Tolerability is the main selling point

The tougher question is not whether petrelintide works, but what role it can realistically play. Petrelintide belongs to the amylin class, an approach many drugmakers view as promising either as a standalone alternative to GLP-1 drugs or as a combination partner. Zealand and Roche are leaning heavily on the first part of that argument: tolerability. In their release, the companies said petrelintide showed “placebo-like” tolerability, with discontinuation rates due to adverse events of 4.8% in the maximally effective arm versus 4.9% for placebo. They also said there were no vomiting cases and no GI-related discontinuations at that dose.

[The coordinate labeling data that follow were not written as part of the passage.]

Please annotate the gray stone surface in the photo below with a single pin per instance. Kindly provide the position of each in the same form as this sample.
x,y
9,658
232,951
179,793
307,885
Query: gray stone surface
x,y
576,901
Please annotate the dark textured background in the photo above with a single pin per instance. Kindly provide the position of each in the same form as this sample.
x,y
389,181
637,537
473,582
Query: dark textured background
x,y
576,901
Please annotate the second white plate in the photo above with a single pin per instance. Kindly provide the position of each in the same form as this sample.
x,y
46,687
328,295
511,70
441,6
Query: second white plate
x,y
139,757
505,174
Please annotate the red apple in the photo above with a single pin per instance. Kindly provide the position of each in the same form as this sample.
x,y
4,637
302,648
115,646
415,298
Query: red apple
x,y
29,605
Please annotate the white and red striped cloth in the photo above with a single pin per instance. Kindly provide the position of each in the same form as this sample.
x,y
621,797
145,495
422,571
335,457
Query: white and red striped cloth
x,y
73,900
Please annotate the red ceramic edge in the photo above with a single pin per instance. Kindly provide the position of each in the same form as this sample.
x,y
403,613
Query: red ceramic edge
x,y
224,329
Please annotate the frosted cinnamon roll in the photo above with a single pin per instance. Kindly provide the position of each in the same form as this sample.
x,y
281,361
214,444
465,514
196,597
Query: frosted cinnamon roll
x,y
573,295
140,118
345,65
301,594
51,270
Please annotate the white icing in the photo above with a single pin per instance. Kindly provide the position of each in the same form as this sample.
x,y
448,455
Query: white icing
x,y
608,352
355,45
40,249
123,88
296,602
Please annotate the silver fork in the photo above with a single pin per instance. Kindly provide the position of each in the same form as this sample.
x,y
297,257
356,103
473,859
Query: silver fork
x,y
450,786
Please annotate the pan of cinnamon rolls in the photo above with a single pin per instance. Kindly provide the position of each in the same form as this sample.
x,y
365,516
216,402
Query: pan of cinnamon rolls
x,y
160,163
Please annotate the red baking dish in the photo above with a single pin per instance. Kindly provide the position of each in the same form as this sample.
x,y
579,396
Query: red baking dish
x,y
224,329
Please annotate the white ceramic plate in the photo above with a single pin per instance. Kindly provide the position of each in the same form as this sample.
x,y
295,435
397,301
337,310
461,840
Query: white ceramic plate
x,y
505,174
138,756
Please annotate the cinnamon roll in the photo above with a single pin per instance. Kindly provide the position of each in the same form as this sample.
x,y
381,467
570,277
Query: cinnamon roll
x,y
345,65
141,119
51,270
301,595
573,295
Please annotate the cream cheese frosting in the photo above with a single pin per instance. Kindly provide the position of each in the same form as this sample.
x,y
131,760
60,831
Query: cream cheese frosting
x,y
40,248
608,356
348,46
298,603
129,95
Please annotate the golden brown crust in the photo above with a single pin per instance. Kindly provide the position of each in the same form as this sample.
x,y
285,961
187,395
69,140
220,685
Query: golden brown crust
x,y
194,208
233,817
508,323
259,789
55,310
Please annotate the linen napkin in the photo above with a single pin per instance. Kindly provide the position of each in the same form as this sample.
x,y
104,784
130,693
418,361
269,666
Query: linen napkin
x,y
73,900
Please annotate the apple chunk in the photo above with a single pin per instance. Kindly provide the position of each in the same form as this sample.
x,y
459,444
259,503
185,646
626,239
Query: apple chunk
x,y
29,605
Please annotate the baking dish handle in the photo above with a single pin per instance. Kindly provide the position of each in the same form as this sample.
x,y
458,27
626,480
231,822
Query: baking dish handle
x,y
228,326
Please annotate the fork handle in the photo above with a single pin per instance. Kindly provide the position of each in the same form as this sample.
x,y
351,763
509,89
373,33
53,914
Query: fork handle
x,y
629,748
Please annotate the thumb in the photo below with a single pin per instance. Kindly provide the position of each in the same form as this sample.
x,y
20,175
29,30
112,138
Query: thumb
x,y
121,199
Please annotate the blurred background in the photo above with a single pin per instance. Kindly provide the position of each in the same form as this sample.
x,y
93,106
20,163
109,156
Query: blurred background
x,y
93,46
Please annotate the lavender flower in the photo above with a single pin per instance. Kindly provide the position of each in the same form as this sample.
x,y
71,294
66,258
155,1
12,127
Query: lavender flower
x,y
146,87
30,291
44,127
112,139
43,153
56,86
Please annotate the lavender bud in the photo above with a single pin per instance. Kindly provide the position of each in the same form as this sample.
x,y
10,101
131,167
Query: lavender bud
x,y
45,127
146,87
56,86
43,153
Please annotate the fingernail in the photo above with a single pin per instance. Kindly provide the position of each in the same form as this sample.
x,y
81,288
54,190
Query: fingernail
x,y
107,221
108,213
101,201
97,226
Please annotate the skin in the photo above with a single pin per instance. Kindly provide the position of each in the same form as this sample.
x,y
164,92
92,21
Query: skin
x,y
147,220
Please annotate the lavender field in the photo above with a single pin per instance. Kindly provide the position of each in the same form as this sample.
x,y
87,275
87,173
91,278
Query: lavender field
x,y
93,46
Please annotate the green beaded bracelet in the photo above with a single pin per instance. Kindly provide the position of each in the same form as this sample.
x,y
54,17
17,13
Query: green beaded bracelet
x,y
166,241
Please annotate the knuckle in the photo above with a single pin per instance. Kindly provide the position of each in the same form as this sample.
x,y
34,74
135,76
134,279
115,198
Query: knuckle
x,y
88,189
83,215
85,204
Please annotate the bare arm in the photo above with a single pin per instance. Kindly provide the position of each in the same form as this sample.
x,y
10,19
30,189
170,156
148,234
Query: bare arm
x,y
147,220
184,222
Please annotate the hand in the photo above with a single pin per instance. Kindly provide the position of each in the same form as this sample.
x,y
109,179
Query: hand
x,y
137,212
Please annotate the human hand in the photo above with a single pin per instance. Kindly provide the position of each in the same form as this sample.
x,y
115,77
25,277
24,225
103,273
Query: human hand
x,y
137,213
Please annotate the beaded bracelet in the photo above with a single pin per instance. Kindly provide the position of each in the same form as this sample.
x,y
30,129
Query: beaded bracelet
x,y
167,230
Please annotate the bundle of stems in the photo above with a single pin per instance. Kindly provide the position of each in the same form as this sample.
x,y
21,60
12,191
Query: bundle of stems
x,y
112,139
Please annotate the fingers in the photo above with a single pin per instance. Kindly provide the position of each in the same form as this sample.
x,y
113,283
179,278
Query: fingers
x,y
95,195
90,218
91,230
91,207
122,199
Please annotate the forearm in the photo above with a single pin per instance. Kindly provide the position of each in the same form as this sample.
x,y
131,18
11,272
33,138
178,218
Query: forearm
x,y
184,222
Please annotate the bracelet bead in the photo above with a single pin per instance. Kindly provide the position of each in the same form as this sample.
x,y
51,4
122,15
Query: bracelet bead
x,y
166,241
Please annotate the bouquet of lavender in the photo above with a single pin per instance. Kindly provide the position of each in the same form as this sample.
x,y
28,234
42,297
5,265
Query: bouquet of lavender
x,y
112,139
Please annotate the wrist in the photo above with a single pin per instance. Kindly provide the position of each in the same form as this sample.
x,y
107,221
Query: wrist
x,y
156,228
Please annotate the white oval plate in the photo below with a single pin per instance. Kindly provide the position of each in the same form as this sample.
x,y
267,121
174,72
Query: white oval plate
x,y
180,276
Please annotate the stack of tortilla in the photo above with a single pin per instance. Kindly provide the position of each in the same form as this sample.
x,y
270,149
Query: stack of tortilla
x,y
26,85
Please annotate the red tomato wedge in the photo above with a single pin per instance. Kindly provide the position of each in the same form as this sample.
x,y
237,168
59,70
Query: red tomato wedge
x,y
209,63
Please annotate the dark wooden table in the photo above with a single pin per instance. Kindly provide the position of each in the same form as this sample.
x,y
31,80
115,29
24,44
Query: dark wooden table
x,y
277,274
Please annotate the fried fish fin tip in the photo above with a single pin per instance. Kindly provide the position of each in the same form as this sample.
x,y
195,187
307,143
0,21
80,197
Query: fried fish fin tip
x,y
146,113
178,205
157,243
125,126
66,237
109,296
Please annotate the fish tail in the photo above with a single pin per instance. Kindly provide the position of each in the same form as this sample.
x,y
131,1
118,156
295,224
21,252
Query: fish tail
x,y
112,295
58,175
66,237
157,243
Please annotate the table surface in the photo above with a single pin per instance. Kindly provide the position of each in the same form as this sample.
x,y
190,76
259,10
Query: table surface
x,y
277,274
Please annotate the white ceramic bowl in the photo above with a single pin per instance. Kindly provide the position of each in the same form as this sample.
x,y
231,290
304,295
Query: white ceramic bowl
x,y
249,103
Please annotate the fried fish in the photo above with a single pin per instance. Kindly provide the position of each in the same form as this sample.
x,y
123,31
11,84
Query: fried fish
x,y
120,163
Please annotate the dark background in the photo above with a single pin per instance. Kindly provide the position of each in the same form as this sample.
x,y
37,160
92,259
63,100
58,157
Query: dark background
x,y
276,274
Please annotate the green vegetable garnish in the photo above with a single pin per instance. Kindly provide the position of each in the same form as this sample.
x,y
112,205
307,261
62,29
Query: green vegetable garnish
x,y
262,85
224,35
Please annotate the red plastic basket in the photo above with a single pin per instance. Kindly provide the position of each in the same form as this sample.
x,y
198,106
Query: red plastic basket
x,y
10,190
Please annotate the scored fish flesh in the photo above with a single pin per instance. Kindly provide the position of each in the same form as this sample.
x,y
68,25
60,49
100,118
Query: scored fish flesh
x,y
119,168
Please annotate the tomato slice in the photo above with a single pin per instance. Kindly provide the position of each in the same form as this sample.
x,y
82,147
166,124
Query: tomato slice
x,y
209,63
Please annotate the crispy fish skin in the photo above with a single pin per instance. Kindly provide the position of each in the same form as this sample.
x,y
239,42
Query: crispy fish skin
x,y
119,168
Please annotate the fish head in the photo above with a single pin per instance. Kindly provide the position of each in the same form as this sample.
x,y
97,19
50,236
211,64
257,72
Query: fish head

That safety profile is the main reason the asset still matters. Gastrointestinal side effects remain one of the biggest limitations of current obesity medicines, and Zealand is clearly trying to position petrelintide as a more manageable long-term option for patients who struggle with GLP-1-based treatments. The company also reported that rates of diarrhea and constipation stayed in the single digits, nausea was mostly mild, and no unexpected safety signals emerged, including for alopecia or neuropsychiatric events.

Still, investors appear unconvinced that tolerability alone will be enough. Analysts quoted in industry coverage described the dataset as lacking differentiation, particularly because rival amylin programs are also showing favorable tolerability. Eli Lilly, for example, said in November that its amylin agonist eloralintide delivered up to 20.1% weight loss at 48 weeksin a phase 2 trial and was moving toward phase 3, setting a far higher efficacy bar for the class.

That creates a commercial problem for Roche and Zealand. In obesity, physicians may eventually use a broader menu of therapies tailored to different patient profiles. But when heavyweight competitors such as Lilly and Novo Nordisk are pushing efficacy higher and higher, any new entrant needs a clearer story than “less potent, but easier to tolerate.” Cross-trial comparisons are imperfect, but they are unavoidable in this market, and right now those comparisons are not flattering to petrelintide.

Why the result matters for Roche

The result is especially important for Roche because the Swiss group has spent heavily to buy its way into obesity after arriving later than the first wave of winners. In 2025, Roche signed a deal with Zealand worth up to $5.3 billion for petrelintide, including $1.65 billion upfront. Under that alliance, the companies are co-developing and co-commercializing petrelintide and also plan to combine it with Roche’s dual GLP-1/GIP candidate CT-388.

Petrelintide is only one part of that broader strategy. Roche’s CT-388, obtained through the $2.7bn acquisition of Carmot Therapeutics, posted 22.5% average weight loss at 48 weeks in a phase 2 trial announced in January, though investors were still left debating how competitive the profile really is versus the market leaders. Roche is now trying to build a portfolio rather than bet on a single mechanism, and petrelintide may ultimately matter more as a combination component than as a best-in-class monotherapy. 

That possibility is already shaping the next steps. Roche and Zealand said the ZUPREME-1 data will inform phase 3 design, with phase 3 initiation expected later this year. A second monotherapy study, ZUPREME-2, in overweight or obesity with type 2 diabetes is due to produce topline data in the second half of 2026. The partners also plan to start a phase 2 trial of petrelintide combined with CT-388 later this year, a study that may prove more important strategically than this monotherapy readout.

So the message from the latest data is mixed. Scientifically, Roche and Zealand have a drug that reduced weight, hit its endpoints and appears unusually tolerable. Commercially, however, the bar in obesity has moved so fast that a respectable phase 2 result can still be read as a miss. Unless later datasets show stronger efficacy, petrelintide may find its place not as a category-defining obesity medicine, but as a more niche option for patients prioritizing tolerability or as a building block in combination regimens.